For the case of  $|a|=b$,

$\cfrac { dL }{ db } =\sqrt{2}\int _{ 0 }^{ \pi  }{ (b^{ 2 }-b^{ 2 }cos(\theta ))^{ -\cfrac { 1 }{ 2 }  }(b-{ bcos(\theta )) } } d\theta$

$\cfrac { dL }{ db } =\sqrt{2}\int _{ 0 }^{ \pi  }{ (1-cos(\theta ))^{ -\cfrac { 1 }{ 2 }  }(1-{ cos(\theta )) } } d\theta$

$\cfrac { dL }{ db } =\sqrt{2}\int _{ 0 }^{ \pi  }{ (1-cos(\theta ))^{ \cfrac { 1 }{ 2 }  } } d\theta$

$\cfrac { dL }{ db }=\sqrt{2}|^{\pi}_{0}\left(-\sqrt{2}{\cdot}\cos\left(x\right)-\sqrt{2}\right){\cdot}\sin\left(\dfrac{\mathrm{arctan2}\left(\sin\left(x\right), \cos\left(x\right)\right)+{\pi}}{2}\right)+\sqrt{2}{\cdot}\sin\left(x\right){\cdot}\cos\left(\dfrac{\mathrm{arctan2}\left(\sin\left(x\right), \cos\left(x\right)\right)+{\pi}}{2}\right)$

$\cfrac { dL }{ db }=4≠0$ but $L=(2\sqrt{2})^2a=8a$.

For the case of  $b=0$,

$\cfrac { dL }{ db } =2\int^{\pi}_{0}{-cos(\theta)}d\theta=0$

This means for a given $a$, $b=0$ is a turning point for $L$ which is $2\pi a$, the perimeter of a circle of radius $a$.  This is a local maximum value for $L$ because,
 
$\cfrac { d^{ 2 }L }{ db^{ 2 } } =\int _{ 0 }^{ \pi  }{ \cfrac { 2a^{ 2 }sin^{ 2 }(\theta ) }{ (a^{ 2 }+b^{ 2 }-2abcos(\theta ))^{ \cfrac { 3 }{ 2 }  } }  } d\theta$

When $b=0$,

$\cfrac { d^{ 2 }L }{ db^{ 2 } } =\cfrac{2}{a}\int _{ 0 }^{ \pi  }{sin^{ 2 }(\theta ) }d\theta$

$\cfrac { d^{ 2 }L }{ db^{ 2 } } =\cfrac{1}{a}|^{\pi}_{0}\{\theta-\cfrac{1}{2}sin(2\theta)\}$

$\cfrac { d^{ 2 }L }{ db^{ 2 } } =\cfrac{\pi}{a}$

Since, $a<0$, $\cfrac { d^{ 2 }L }{ db^{ 2 } }<0$ for $b=0$, $L$ is a maxima.

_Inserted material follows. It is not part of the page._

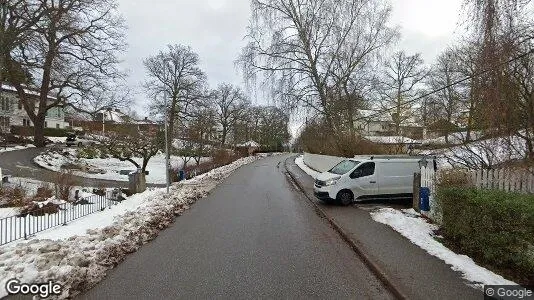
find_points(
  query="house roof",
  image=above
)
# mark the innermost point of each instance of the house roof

When $b=|a|$, $L=8a$, when $b=0$, $L=2\pi a<8a$ and at $b=|a|$,$\cfrac{dL}{db}>0$.  This means there is at least one minimum before $b=|a|$ so that the curve turns upward again after the maximum at $b=0$.  So, there is still the possibility of satisfying the positive lift condition.  Hold the gravy.